Streaming services like Amazon and Netflix offer a good deal of content in 5.1 surround sound, but my 590 downconverts it all to stereo, I can only get 5.1 from disk. I want full 5.1 surround from streaming services as well, and it should be available via HDMI, Toslink and Coaxial. Does the 790 offer this?

When playing back my music files from USB, there is a slight delay when moving from one song to the next. This interruption takes the listener out of the music on certain albums that normally play continuous, such as live concert CDs or some Pink Floyd albums. Does the 790 offer smooth, uninterrupted playback of music files from USB, with no interruption between songs?

The largest reason I want to upgrade is I need to play back files larger than 4GB. The 590 is limited to FAT32 USB thumb drives. I understand the 790 can finally accept NTFS formatted USB and hard drives. Is this so?

The 590 currently shuts off after 30 minutes, forcing me to 'reconnect' to my home network with a new power up cycle. I'd prefer the device stays on until I shut it off. Has Sony corrected this with the 790?

DecoLingo's picture

A quick note on FAT32 and the 4GB limit. In reality, there is no 4GB limit in FAT32 -- it's entirely possible to format a much larger drive with this filesystem.

The limitation is a false one that Microsoft put into the Windows formatter. If you obtain a third-party formatting program (there are many freeware/shareware offerings), it will easily format to larger than 4GB with FAT32. I work for a company that makes a wide range of USB storage products, and I can assure you this is possible.

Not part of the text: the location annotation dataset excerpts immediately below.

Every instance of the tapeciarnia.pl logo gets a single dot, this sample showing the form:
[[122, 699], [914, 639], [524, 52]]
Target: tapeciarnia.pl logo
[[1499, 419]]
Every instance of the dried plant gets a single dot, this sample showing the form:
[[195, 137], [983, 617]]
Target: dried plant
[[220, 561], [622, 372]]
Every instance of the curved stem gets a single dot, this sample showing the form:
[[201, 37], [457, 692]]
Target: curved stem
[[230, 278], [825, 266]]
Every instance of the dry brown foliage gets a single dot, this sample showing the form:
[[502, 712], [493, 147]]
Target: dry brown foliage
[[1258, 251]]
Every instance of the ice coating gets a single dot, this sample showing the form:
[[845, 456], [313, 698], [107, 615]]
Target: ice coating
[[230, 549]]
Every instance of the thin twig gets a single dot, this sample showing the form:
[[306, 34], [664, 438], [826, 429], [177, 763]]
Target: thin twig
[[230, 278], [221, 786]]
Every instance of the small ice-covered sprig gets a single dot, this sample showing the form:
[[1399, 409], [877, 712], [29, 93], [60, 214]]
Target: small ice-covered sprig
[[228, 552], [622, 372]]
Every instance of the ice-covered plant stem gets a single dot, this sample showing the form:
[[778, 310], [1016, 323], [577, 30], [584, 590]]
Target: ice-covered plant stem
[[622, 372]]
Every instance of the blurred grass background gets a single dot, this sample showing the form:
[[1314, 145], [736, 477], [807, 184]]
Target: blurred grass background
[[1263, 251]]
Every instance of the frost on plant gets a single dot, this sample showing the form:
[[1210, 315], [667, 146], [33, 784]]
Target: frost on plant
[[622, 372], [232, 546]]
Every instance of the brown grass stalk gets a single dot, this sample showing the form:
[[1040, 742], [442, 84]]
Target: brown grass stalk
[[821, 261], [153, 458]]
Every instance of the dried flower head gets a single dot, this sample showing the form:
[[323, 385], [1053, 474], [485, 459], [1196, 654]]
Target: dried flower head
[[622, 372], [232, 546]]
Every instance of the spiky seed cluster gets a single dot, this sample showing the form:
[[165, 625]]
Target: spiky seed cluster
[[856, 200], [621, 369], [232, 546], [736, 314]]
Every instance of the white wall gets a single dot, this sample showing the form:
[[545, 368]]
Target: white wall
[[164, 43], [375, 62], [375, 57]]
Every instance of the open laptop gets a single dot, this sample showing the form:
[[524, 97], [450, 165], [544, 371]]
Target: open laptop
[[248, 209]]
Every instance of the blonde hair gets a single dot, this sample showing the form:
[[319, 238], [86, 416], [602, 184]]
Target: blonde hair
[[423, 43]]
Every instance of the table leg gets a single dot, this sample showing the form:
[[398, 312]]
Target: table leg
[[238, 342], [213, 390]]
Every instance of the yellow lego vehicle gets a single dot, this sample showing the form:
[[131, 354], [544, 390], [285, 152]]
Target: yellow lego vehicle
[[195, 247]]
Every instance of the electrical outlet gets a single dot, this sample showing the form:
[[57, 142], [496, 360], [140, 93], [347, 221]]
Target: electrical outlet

Whether or not the 590 (or another player) will play nice with a larger drive is a different story. If I had one, I'd test it for you, but you'll likely have to do this yourself.

M.Hamiid's picture

How the sound of Sony BDP-S790 compare to Arcam 137 when playing movies ?

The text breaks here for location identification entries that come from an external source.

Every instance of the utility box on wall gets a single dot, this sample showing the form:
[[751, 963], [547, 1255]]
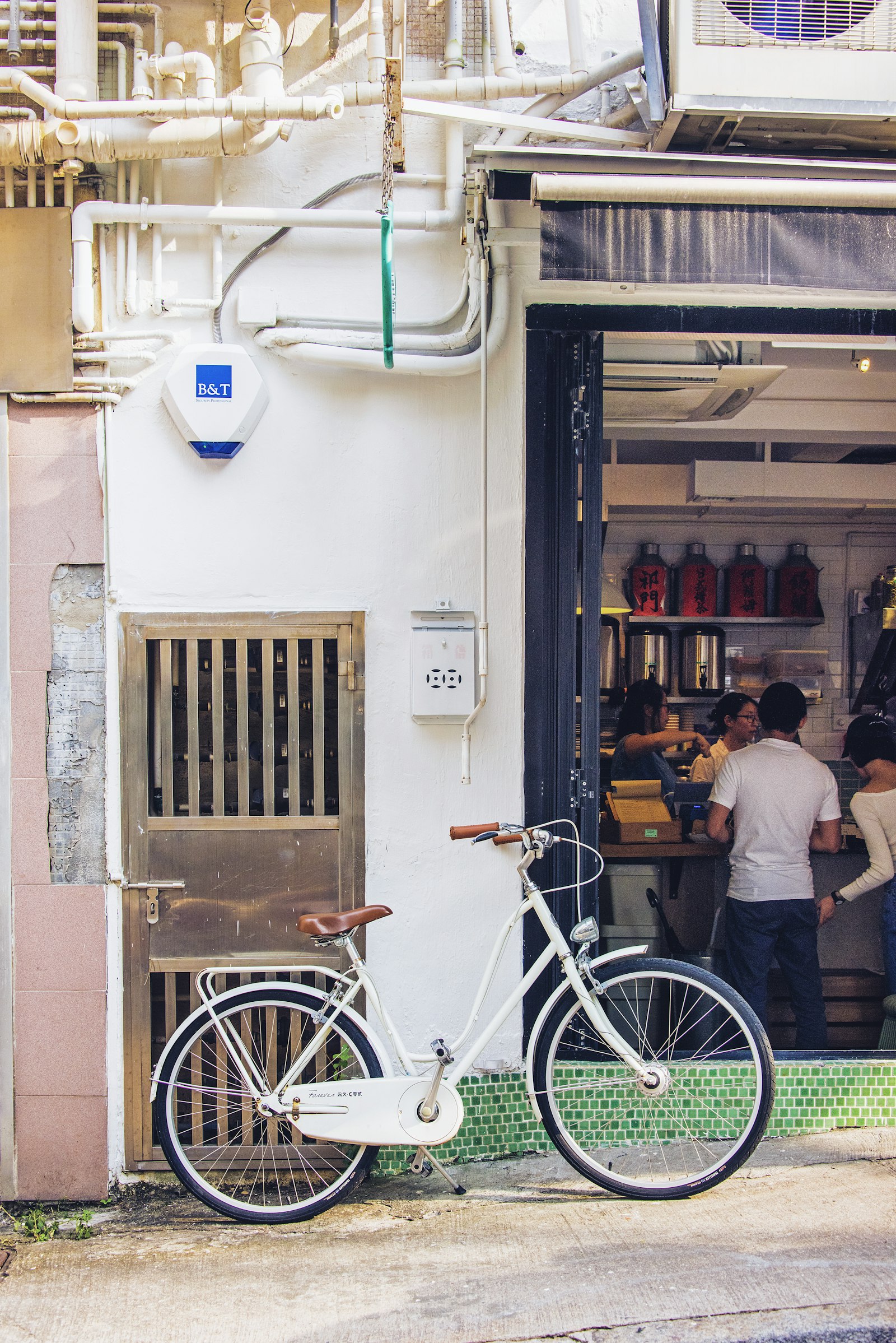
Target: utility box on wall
[[443, 665]]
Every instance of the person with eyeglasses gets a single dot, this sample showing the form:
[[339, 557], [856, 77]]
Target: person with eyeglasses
[[785, 805], [737, 722]]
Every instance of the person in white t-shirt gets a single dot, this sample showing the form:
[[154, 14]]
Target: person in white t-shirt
[[785, 803], [737, 720]]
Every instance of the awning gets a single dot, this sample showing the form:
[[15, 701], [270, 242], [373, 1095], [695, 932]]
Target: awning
[[676, 230]]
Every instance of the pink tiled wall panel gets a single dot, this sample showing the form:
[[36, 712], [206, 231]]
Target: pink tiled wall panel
[[55, 518]]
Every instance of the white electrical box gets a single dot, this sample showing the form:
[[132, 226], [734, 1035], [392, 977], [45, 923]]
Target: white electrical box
[[216, 397], [443, 665]]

And thank you very much David.

Ericbaum's picture

Hi i spent a fat $wad years ago on a sony BDP-S1. i only use it for BD (not surprising), my question is do the newer players give much higher video quality? (for both BD and DVD)
I use the analog output for audio as I long ago sold my surround processor simply because the stereo quality of my main amp is so much better than what i had as a center and surround amp (it degrades most movies relative to what i get in stereo, and ASR -the brand of my amp-does not make a mono amp (nor could i afford it if they did!)
I have a VUDU BOX that i turned on for about a half hour recently and then shut it off- streaming is not really for me- but it would be great to have a chrome browser on my projector to actually surf the net -NOT thru an APP. - it appears that having it all in one is still not really available- please help

kent harrison's picture

Nice bluray player with great streaming,but sony made it so cheap,i mean the construction of it,the audio and video is outstanding the price i got for i can't complain.

CLU's picture

Excellent blog! Do you have any recommendations for aspiring writers I am planning to start my own blog soon in spite of this Im a tiny lost on the whole thing. Would you recommend starting with a free platform such as WordPress or choose a paid option There are so many options out there that I am totally confused . Any ideas Thanks!CLU

BobCat1950's picture

I am debating whether to purchase this player... I like to watch programs from the network websites (CBS, ABC, NBC, PBS) and also use ESPN3 from AT&T. Will the Sony BDP-S790 allow me to do this instead of hooking up my laptop to my TV via HDMI? Or is the internet web browser on the s790 limited?
Currently i have a Samsung BD-C5500/XAA that hates to play BD... it freezes after a time playing Blu Rays and i would like something better and more reliable.


Marie Pinkley's picture

Great article David. For those who live outside US like me, you can access Netflix, Hulu and similar media stations on your BD Player by using UnoTelly or similar tools.

cheat coc's picture

Not only is UHD on the horizon, which I feel only matters because of HDR, but for a mere $1400 less you can get an OPPO 103D. The OPPO at least duplicates or possibly surpasses this player's performance.